When we think of trees, we tend to mainly think about the benefits they provide to our existence on earth. They take in carbon dioxide and release oxygen, provide habitats for wildlife, and aren’t too hard on the eyes either. But new research shows that recent increases in tree leaf abundance may be having adverse effects on local climates.

A significant amount of our planet is greening in response to increasing carbon dioxide in the atmosphere – as well as nitrogen deposition, global warming, and changes in land use. Furthermore, a recent global assessment found that changes in leaf abundance could be causing northern areas to warm and arid regions to cool. Scientists believe this is related to how global vegetation has impacted local climates.

The increase in leaf coverage – which scientists call leaf area index (LAI) – may have major implications for climate change feedback loops. However, many researchers have had a hard time quantifying what these implications may be on a global scale.

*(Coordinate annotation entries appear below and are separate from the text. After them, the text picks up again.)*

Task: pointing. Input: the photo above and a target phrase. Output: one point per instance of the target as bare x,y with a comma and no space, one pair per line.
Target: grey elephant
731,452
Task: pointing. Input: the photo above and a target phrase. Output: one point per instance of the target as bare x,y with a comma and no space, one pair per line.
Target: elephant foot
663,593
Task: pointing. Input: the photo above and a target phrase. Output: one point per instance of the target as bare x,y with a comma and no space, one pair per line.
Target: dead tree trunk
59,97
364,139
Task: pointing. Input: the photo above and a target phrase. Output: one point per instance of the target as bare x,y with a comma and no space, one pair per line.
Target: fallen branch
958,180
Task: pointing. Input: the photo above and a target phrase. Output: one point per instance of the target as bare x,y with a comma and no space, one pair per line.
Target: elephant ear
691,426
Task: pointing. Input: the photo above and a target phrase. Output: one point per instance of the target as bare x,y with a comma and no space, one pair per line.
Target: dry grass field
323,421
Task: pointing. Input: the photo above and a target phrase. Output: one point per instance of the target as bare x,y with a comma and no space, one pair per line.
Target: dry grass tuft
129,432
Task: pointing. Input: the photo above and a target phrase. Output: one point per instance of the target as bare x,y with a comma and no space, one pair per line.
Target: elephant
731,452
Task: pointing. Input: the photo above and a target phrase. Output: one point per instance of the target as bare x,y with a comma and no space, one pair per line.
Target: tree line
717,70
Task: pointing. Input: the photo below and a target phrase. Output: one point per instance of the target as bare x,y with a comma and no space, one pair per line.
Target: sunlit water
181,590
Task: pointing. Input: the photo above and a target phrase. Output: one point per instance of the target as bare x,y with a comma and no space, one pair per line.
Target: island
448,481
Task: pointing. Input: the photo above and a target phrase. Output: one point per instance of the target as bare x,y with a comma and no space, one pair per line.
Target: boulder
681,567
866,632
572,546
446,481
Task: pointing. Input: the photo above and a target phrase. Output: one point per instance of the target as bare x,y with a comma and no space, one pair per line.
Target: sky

In a new study, Giovanni Forzieri and colleagues used satellite data of global LAI coverage from the last three decades to analyze leaf coverage. They found that increased LAI in northern temperate zones where coniferous trees dominate resulted in a reduction in the reflection of sunlight from the ground. This is believed to have caused a warming effect. On the other hand, increased LAI in arid regions was related to more plants and trees absorbing water (known as transpiration), and thus caused a cooling effect.

The researchers also found that the relationship between LAI and surface biophysics are amplified up to five times during extreme warm-dry and cold-wet years.

Ultimately, the research team estimates that increased greening has actually buffered warming by about 14% across roughly 60% of the global vegetated area. However, in the remaining 40% – most of which are northern temperate regions – LAI increases have increased air temperatures, resulting in an additional warming of about 10%.

With global warming being such a significant topic these days – with potentially catastrophic consequences – it’s important that research such as this continues so that scientists may have a better understanding of how to curtail its effects.